- Право, вы принимаете меня за кого-то другого,
- вздохнул Орлов.
- Скажите просто, что вы не хотите со мной говорить. Я вам противна, вот и всё, - проговорила сквозь слезы Зинаида Федоровна.
- Вот что, моя милая, - сказал Орлов наставительно, поднимаясь в кресле. Вы сами изволили заметить, человек я умный и образованный, а ученого учить только портить. Все идеи, малые и великие, которые вы имеете в виду, называя меня идейным человеком, мне хорошо известны. Стало быть, если службу и карты я предпочитаю этим идеям, то, вероятно, имею на то основание. Это раз. Во-вторых, вы, насколько мне известно, никогда не служили и суждения свои о государственной службе можете черпать только из анекдотов и плохих повестей. Поэтому нам не мешало бы условиться раз навсегда: не говорить о том, что нам давно уже известно, или о том, что не входит в круг нашей компетенции.
- Зачем вы со мной так говорите? -проговорила Зинаида Федоровна, отступая назад, как бы в ужасе. - Зачем? Жорж, опомнитесь бога ради!
Голос ее дрогнул и оборвался; она, по-видимому, хотела задержать слезы, но вдруг зарыдала.
- Жорж, дорогой мой, я погибаю! - сказала она по-французски, быстро опускаясь перед Орловым и кладя голову ему на колени. - Я измучилась, утомилась и не могу больше, не могу... В детстве ненавистная, развратная мачеха, потом муж, а теперь вы... вы... Вы на мою безумную любовь отвечаете иронией и холодом... И эта страшная, наглая горничная! - продолжала она, рыдая. - Да, да, я вижу: я вам не жена, не друг, а женщина, которую вы не уважаете за то, что она стала вашею любовницей... Я убью себя!
Я не ожидал, что эти слова и этот плач произведут
на Орлова такое сильное впечатление. Он покраснел, беспокойно задвигался в кресле, и на лице его вместо иронии показался тупой, мальчишеский страх.
- Дорогая моя, вы меня не поняли, клянусь вам,
- растерянно забормотал он, трогая ее за волосы и плечи. - Простите меня, умоляю вас. Я был неправ и... ненавижу себя.
- Я оскорбляю вас своими жалобами и нытьем...
Вы честный, великодушный... редкий человек, я сознаю это каждую минуту, но меня все дни мучила тоска...
Зинаида Федоровна порывисто обняла Орлова и поцеловала его в щеку.
- Только не плачьте, пожалуйста, - проговорил он.

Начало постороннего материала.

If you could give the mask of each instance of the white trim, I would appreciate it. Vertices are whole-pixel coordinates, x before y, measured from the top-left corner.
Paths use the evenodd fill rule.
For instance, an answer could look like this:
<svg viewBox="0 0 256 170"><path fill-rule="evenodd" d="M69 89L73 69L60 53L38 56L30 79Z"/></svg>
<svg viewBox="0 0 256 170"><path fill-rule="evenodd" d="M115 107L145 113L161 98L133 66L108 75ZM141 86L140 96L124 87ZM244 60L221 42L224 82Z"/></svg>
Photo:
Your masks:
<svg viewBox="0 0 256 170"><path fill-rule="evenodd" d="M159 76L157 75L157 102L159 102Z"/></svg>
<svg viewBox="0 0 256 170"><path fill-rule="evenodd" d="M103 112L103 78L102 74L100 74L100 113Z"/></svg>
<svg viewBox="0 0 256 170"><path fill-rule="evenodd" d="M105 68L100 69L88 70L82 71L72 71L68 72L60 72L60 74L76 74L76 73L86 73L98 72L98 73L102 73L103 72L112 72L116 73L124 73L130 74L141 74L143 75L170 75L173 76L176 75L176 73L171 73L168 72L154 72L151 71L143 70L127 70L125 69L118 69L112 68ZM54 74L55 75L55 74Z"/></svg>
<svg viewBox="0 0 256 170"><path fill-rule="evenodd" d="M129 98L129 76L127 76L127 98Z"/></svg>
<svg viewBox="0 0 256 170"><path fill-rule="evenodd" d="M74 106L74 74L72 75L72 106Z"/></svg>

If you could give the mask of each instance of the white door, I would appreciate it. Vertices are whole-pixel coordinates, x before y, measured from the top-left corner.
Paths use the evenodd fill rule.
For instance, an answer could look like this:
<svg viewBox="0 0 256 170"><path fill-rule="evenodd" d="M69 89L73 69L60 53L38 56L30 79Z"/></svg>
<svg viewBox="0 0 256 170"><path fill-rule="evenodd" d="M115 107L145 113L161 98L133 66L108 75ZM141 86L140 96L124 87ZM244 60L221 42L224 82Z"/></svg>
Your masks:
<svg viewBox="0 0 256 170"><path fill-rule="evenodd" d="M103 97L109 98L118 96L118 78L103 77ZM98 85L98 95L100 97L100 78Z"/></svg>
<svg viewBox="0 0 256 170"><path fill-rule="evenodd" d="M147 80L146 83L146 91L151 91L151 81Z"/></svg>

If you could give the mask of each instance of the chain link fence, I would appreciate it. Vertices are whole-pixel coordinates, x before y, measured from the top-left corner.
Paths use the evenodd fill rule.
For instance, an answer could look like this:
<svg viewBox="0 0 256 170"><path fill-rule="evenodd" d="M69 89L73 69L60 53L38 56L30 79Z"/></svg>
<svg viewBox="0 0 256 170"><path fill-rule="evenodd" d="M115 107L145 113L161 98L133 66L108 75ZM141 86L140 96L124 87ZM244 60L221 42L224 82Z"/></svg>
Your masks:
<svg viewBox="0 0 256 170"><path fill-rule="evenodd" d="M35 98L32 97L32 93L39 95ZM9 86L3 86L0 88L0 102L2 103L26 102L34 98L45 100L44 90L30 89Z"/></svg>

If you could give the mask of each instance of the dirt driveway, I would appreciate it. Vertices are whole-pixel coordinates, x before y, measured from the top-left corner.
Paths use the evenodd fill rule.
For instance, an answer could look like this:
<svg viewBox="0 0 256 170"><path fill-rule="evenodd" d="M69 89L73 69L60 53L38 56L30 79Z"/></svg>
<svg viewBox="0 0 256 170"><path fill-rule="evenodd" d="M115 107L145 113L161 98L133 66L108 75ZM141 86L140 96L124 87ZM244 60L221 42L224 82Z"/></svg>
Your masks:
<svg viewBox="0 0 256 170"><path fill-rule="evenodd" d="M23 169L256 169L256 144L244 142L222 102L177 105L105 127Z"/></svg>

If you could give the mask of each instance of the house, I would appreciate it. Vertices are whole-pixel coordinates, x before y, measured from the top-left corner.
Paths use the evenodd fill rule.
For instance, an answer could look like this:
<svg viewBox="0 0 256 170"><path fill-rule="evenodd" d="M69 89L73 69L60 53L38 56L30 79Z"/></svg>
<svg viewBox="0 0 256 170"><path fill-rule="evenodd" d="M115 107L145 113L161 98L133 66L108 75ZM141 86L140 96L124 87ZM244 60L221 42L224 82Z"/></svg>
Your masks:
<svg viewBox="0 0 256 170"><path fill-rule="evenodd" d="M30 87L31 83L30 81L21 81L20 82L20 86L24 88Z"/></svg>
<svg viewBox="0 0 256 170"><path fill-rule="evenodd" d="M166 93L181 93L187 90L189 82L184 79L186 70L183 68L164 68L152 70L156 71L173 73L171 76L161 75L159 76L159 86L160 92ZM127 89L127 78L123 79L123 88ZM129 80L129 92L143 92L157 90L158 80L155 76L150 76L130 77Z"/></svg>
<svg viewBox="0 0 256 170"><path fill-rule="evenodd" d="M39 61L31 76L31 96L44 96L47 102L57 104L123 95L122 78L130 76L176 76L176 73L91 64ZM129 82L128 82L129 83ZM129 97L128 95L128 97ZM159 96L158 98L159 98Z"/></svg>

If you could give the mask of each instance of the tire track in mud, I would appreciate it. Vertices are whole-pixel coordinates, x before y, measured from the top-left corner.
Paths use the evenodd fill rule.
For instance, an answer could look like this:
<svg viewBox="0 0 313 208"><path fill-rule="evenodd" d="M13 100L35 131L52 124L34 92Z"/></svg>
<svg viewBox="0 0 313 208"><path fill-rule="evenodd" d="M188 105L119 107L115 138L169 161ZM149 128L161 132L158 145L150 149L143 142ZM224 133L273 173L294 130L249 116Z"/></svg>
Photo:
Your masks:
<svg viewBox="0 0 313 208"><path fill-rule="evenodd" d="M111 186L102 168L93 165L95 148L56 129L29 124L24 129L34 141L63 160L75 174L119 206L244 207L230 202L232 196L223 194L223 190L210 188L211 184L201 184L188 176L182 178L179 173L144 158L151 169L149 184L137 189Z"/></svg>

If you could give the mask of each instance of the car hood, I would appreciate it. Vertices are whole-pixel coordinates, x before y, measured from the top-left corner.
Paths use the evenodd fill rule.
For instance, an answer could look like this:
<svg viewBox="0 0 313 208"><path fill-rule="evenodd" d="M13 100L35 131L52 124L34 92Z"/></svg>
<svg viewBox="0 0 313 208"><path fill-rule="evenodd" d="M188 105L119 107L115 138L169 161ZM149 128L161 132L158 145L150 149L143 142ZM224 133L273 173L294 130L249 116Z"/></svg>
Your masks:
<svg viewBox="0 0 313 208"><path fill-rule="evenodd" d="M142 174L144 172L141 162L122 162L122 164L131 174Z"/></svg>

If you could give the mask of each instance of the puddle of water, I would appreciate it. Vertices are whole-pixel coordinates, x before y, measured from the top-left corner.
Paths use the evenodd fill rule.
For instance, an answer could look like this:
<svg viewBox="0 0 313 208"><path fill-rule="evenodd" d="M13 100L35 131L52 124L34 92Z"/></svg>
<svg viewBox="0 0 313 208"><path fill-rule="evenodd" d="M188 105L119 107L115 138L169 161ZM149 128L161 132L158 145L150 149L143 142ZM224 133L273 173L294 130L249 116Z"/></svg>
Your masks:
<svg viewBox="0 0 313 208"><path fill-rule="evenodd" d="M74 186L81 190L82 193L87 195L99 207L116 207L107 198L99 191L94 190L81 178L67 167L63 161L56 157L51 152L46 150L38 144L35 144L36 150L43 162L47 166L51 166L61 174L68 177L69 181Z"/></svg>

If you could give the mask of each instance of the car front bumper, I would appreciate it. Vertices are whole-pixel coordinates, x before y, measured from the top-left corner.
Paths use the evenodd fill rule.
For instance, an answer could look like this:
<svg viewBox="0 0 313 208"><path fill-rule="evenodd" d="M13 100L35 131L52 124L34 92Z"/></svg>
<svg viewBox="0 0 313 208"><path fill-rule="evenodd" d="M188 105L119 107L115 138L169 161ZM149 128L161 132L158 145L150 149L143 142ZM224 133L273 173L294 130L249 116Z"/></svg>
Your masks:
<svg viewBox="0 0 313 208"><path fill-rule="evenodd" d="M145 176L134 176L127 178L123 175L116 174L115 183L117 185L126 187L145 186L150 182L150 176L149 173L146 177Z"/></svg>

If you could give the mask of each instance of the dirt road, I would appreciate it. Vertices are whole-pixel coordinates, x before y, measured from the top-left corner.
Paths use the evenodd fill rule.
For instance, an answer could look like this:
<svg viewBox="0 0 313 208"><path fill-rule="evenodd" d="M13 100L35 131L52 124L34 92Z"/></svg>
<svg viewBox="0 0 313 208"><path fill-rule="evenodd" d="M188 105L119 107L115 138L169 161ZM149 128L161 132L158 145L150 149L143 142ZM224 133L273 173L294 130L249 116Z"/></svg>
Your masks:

- Нет, нет... Я уже наплакалась и мне легко.
- Что касается горничной, то завтра же ее не будет, - сказал он, всё еще беспокойно двигаясь в кресле.
- Нет, она должна остаться, Жорж! Слышите? Я уже не боюсь ее... Надо быть выше мелочей и не думать глупостей. Вы правы! Вы - редкий... необыкновенный человек!
Скоро она перестала плакать. С невысохшими слезинками на ресницах, сидя на коленях у Орлова, она вполголоса рассказывала ему что-то трогательное, похожее на воспоминания детства и юности, и гладила его рукой по лицу, целовала и внимательно рассматривала его руки с кольцами и брелоки на цепочке. Она увлекалась и своим рассказом, и близостью любимого человека, и оттого, вероятно, что недавние слезы очистили и освежили ее душу, голос ее звучал необыкновенно чисто и искренно. А Орлов играл ее каштановыми волосами и целовал ее руки, беззвучно прикасаясь к ним губами.
Затем пили в кабинете чай и Зинаида Федоровна читала вслух какие-то письма. В первом часу пошли спать.
В эту ночь у меня сильно болел бок, и я до самого утра не мог согреться и уснуть. Мне слышно было, как Орлов прошел из спальни к себе в кабинет. Просидев там около часа, он позвонил. От боли и утомления я забыл о всех порядках и приличиях в свете и отправился в кабинет в одном нижнем белье и босой. Орлов в халате и в шапочке стоял в дверях и ждал меня.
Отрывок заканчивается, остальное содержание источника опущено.